Problèmes liés aux emprises et solutions - Questions et réponses

D’après les exposés précédents, il semble que même si les propriétaires fonciers sont les premiers consultés au sujet des pipelines, les municipalités et les régions devraient aussi être intégrées à tout ce processus. Avant d’autoriser de nouveaux pipelines ou de consentir à leur modification, quels sont les efforts de consultation déployés auprès des municipalités et des régions?

Il est fréquent que des chemins, des services publics ou d’autres biens d’une municipalité se trouvent à proximité des terrains d’un propriétaire foncier, ce qui fait que les processus pour l’obtention des permis municipaux voulus avant d’autoriser un projet pipelinier permettent de faire connaître celui-ci dans la collectivité et qu’il est peu probable que des décisions soient prises en vase clos. De plus, lorsque les municipalités reçoivent de l’information au sujet de projets pipeliniers (nouveaux ou modifiés), il est essentiel de communiquer avec les propriétaires fonciers qui seront directement touchés avant toute validation de tels projets, avant même toute discussion à leur sujet.
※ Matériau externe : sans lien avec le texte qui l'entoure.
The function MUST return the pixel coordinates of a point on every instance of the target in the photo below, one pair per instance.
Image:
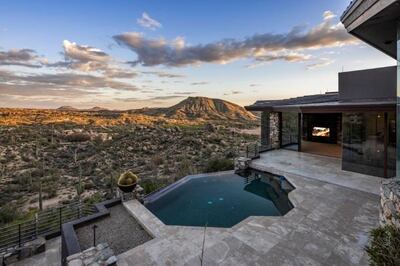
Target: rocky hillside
(203, 108)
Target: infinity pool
(221, 199)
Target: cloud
(233, 93)
(148, 22)
(21, 57)
(163, 74)
(320, 63)
(62, 81)
(82, 57)
(199, 83)
(265, 47)
(185, 93)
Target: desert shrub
(384, 246)
(149, 186)
(127, 178)
(185, 168)
(95, 198)
(8, 213)
(157, 160)
(219, 164)
(77, 137)
(50, 191)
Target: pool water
(221, 200)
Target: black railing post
(60, 218)
(94, 235)
(19, 235)
(36, 223)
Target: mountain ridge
(190, 108)
(202, 108)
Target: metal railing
(45, 222)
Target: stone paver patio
(328, 226)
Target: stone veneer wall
(274, 129)
(265, 128)
(101, 254)
(270, 129)
(389, 213)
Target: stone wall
(101, 254)
(270, 129)
(389, 213)
(274, 129)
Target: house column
(265, 128)
(271, 129)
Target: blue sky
(131, 54)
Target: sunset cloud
(259, 47)
(148, 22)
(21, 57)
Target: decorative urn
(127, 181)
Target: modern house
(357, 123)
(377, 22)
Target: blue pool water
(221, 200)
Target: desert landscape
(56, 156)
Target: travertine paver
(318, 167)
(328, 226)
(52, 255)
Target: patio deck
(318, 167)
(328, 226)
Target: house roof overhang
(329, 107)
(374, 22)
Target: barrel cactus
(127, 181)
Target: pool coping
(156, 227)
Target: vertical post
(19, 235)
(299, 132)
(398, 106)
(60, 218)
(265, 128)
(385, 142)
(94, 235)
(280, 129)
(36, 224)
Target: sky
(128, 54)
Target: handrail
(46, 222)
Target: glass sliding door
(398, 104)
(290, 130)
(364, 143)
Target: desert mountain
(66, 108)
(203, 108)
(97, 109)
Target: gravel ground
(120, 230)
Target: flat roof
(328, 102)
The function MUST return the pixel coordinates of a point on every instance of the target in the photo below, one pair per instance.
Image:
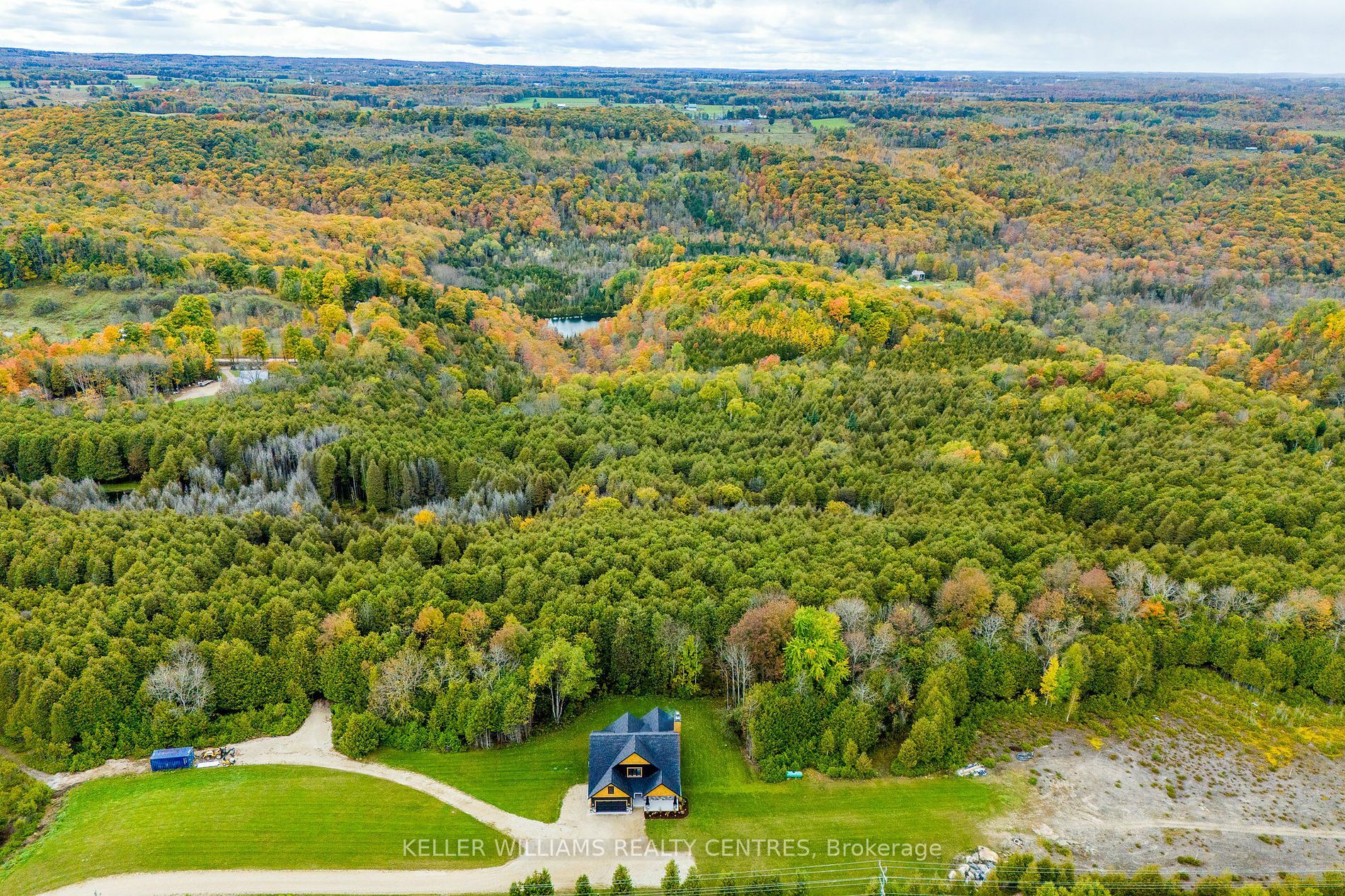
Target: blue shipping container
(173, 758)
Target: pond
(573, 326)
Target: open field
(244, 817)
(526, 103)
(71, 315)
(554, 762)
(780, 132)
(728, 802)
(735, 815)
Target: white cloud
(1153, 35)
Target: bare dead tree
(736, 664)
(910, 621)
(853, 612)
(396, 685)
(181, 679)
(1337, 619)
(1158, 585)
(990, 627)
(1129, 575)
(1126, 604)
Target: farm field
(780, 132)
(554, 760)
(526, 103)
(260, 817)
(67, 315)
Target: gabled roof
(653, 737)
(627, 724)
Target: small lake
(573, 326)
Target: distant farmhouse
(636, 763)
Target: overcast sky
(1147, 35)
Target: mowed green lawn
(527, 779)
(735, 818)
(733, 814)
(256, 817)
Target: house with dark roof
(635, 763)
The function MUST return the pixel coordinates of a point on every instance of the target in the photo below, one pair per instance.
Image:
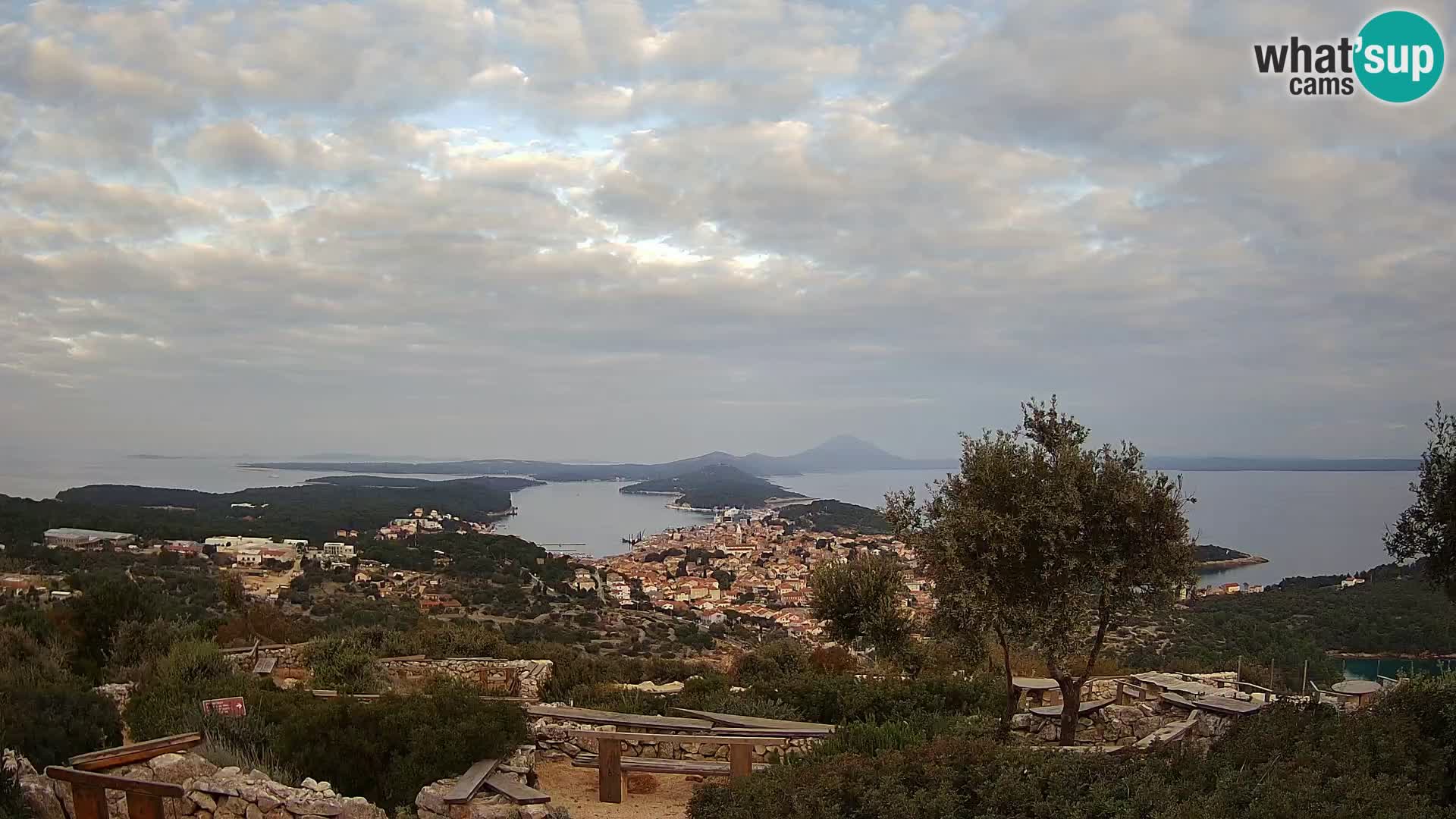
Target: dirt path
(576, 789)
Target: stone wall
(430, 803)
(506, 678)
(294, 656)
(554, 742)
(1117, 725)
(212, 793)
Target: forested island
(714, 487)
(836, 516)
(312, 510)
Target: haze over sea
(1302, 522)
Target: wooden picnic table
(740, 723)
(1082, 707)
(593, 716)
(1362, 689)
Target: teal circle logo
(1400, 55)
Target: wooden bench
(482, 774)
(89, 793)
(610, 764)
(136, 752)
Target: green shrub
(1389, 761)
(383, 749)
(46, 711)
(171, 698)
(772, 662)
(344, 664)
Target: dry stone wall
(554, 741)
(506, 678)
(430, 803)
(212, 793)
(1117, 725)
(503, 678)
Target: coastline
(1235, 563)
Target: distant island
(714, 487)
(836, 516)
(840, 453)
(1212, 557)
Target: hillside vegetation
(714, 487)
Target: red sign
(228, 706)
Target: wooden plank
(740, 761)
(740, 722)
(519, 793)
(137, 752)
(89, 802)
(609, 771)
(650, 765)
(1226, 706)
(471, 781)
(786, 733)
(718, 739)
(650, 722)
(1084, 708)
(114, 783)
(143, 806)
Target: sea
(1301, 522)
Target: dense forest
(836, 516)
(313, 510)
(714, 487)
(1291, 626)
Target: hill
(313, 510)
(714, 487)
(836, 516)
(840, 453)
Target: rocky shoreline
(1235, 563)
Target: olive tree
(1427, 529)
(861, 599)
(1050, 544)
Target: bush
(49, 713)
(772, 662)
(1388, 761)
(344, 664)
(171, 698)
(386, 749)
(843, 698)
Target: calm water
(1302, 522)
(593, 513)
(1395, 667)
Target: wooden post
(609, 770)
(740, 761)
(91, 800)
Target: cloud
(635, 231)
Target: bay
(1302, 522)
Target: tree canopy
(1429, 526)
(1050, 544)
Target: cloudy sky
(641, 231)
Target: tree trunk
(1011, 692)
(1071, 704)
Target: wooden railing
(89, 793)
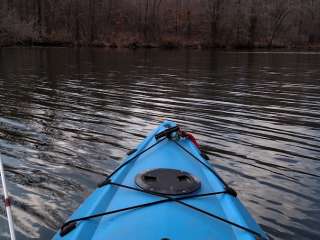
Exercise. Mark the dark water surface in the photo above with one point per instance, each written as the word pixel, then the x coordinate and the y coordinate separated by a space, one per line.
pixel 68 116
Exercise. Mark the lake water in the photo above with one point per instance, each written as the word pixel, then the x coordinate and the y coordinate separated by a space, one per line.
pixel 68 116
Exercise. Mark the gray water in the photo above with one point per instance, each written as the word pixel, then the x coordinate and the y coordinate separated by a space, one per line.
pixel 68 116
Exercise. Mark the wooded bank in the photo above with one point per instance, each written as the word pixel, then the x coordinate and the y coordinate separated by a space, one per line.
pixel 166 23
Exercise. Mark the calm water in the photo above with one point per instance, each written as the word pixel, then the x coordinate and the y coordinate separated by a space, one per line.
pixel 68 116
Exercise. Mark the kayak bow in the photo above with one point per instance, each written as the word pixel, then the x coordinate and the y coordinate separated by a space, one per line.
pixel 164 190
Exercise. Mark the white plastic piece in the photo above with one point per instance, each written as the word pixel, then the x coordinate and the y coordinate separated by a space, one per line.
pixel 6 199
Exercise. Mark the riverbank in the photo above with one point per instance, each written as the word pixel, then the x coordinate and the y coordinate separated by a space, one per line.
pixel 159 45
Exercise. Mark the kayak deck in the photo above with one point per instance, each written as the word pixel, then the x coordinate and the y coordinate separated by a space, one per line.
pixel 167 220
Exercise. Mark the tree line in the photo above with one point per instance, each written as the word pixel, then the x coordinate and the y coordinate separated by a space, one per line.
pixel 168 23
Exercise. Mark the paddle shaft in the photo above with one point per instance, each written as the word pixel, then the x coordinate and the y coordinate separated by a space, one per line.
pixel 7 201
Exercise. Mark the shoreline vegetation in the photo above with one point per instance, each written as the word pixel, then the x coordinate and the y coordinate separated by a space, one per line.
pixel 161 45
pixel 166 24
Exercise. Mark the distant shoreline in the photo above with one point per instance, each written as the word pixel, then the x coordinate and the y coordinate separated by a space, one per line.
pixel 165 46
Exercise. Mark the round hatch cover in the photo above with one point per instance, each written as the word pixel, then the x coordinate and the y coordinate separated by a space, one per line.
pixel 168 181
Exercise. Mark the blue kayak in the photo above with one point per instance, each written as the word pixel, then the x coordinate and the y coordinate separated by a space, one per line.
pixel 164 190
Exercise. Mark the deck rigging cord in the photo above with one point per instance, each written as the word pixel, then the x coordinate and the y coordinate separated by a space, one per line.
pixel 166 134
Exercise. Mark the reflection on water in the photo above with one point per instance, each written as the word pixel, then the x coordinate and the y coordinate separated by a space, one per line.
pixel 68 116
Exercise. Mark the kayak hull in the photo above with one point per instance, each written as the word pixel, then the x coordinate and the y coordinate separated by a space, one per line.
pixel 166 220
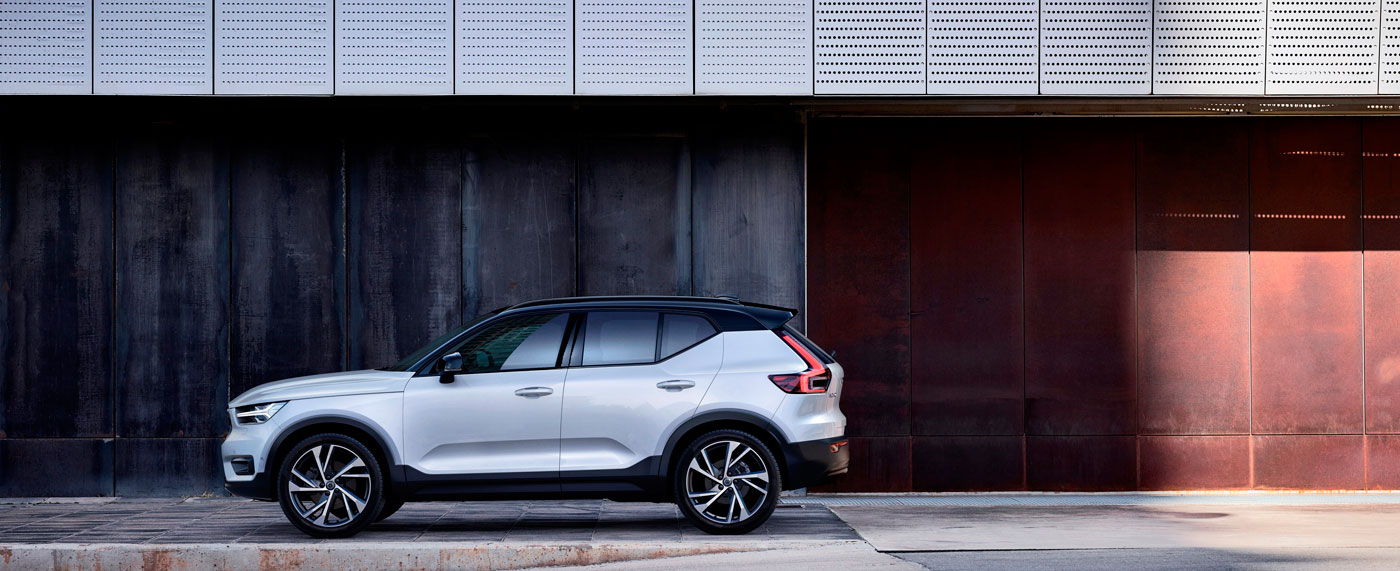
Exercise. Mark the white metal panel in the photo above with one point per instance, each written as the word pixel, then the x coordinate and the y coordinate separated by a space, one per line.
pixel 394 46
pixel 753 46
pixel 984 46
pixel 272 46
pixel 515 46
pixel 45 46
pixel 1323 46
pixel 870 46
pixel 1390 46
pixel 634 48
pixel 1096 46
pixel 1208 46
pixel 154 46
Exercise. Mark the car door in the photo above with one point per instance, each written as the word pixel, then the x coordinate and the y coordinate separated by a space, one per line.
pixel 641 374
pixel 500 414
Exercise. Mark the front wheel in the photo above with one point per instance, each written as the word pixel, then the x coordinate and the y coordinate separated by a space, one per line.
pixel 331 486
pixel 727 482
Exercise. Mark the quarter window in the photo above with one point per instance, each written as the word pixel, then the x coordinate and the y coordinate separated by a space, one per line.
pixel 679 332
pixel 517 343
pixel 620 337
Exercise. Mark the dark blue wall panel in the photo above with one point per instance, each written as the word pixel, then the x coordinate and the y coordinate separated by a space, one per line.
pixel 289 258
pixel 172 268
pixel 405 244
pixel 55 287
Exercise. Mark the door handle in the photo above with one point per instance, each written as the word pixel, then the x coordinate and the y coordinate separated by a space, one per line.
pixel 534 392
pixel 676 385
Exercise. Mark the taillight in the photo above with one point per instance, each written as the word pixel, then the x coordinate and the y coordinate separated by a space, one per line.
pixel 816 377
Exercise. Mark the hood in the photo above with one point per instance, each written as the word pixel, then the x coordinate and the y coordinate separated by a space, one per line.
pixel 333 384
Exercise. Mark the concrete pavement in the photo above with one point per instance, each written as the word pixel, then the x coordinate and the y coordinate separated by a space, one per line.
pixel 905 532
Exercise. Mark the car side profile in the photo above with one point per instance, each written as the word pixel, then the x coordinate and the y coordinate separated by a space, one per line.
pixel 711 403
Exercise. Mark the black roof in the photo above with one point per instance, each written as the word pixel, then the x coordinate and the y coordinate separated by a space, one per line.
pixel 767 316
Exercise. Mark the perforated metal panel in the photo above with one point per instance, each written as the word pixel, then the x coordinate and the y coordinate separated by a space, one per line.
pixel 870 46
pixel 1323 46
pixel 634 46
pixel 515 46
pixel 44 46
pixel 273 46
pixel 1390 46
pixel 153 46
pixel 1095 46
pixel 1208 46
pixel 394 46
pixel 983 46
pixel 753 46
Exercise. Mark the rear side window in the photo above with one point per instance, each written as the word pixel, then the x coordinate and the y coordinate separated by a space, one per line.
pixel 620 337
pixel 679 332
pixel 520 343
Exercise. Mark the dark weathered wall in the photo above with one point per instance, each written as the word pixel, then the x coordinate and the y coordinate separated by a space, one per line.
pixel 158 256
pixel 1110 304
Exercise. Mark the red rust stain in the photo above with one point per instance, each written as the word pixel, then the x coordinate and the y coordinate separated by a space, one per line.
pixel 157 561
pixel 279 559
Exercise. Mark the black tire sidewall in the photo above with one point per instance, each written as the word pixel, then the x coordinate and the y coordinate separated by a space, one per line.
pixel 770 501
pixel 377 490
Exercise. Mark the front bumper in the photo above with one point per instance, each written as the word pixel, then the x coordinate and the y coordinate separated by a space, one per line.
pixel 248 442
pixel 815 462
pixel 255 489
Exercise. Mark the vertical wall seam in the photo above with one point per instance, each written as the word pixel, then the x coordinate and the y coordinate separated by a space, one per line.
pixel 112 349
pixel 345 254
pixel 1025 315
pixel 1249 272
pixel 1136 330
pixel 1365 449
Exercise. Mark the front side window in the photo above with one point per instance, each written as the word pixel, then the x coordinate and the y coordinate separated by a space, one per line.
pixel 620 337
pixel 527 342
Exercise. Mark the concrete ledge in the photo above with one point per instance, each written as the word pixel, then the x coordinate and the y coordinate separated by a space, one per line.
pixel 356 556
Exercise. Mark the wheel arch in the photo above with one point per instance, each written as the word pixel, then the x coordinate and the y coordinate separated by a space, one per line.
pixel 356 428
pixel 760 427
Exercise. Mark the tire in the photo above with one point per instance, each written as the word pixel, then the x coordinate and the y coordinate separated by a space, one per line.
pixel 353 498
pixel 389 507
pixel 727 482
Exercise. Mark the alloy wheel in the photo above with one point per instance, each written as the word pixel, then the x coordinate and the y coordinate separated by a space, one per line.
pixel 727 482
pixel 329 486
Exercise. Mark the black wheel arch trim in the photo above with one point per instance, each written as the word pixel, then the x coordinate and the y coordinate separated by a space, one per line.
pixel 391 466
pixel 713 416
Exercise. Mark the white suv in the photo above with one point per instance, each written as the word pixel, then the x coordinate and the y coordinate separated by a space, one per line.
pixel 707 402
Faudrait-il laisser en place les pipelines après leur cessation d’exploitation ou les retirer?

Les propriétaires fonciers préfèrent le retrait des pipelines qui arrivent à la fin de leur durée de vie utile, que ce soit par crainte qu’il faille demander l’autorisation de la société pour procéder à certains travaux agricoles ou forestiers, même après la cessation d’exploitation de ces pipelines, que des infrastructures nuisent à des aménagements ultérieurs, que les canalisations interfèrent avec leurs activités ou que la responsabilité à l’égard de dommages à long terme leur incombe. Il est clair que le processus d’audience publique de l’Office en matière de cessation d’exploitation permet de traiter de ce sujet au cas par cas. En outre, le projet de loi C-46 et l’exigence imposée par l’Office de mettre des fonds de côté pour l’entretien des pipelines après leur cessation d’exploitation rassurent quant aux problèmes qui pourraient survenir si le pipeline était laissé en place.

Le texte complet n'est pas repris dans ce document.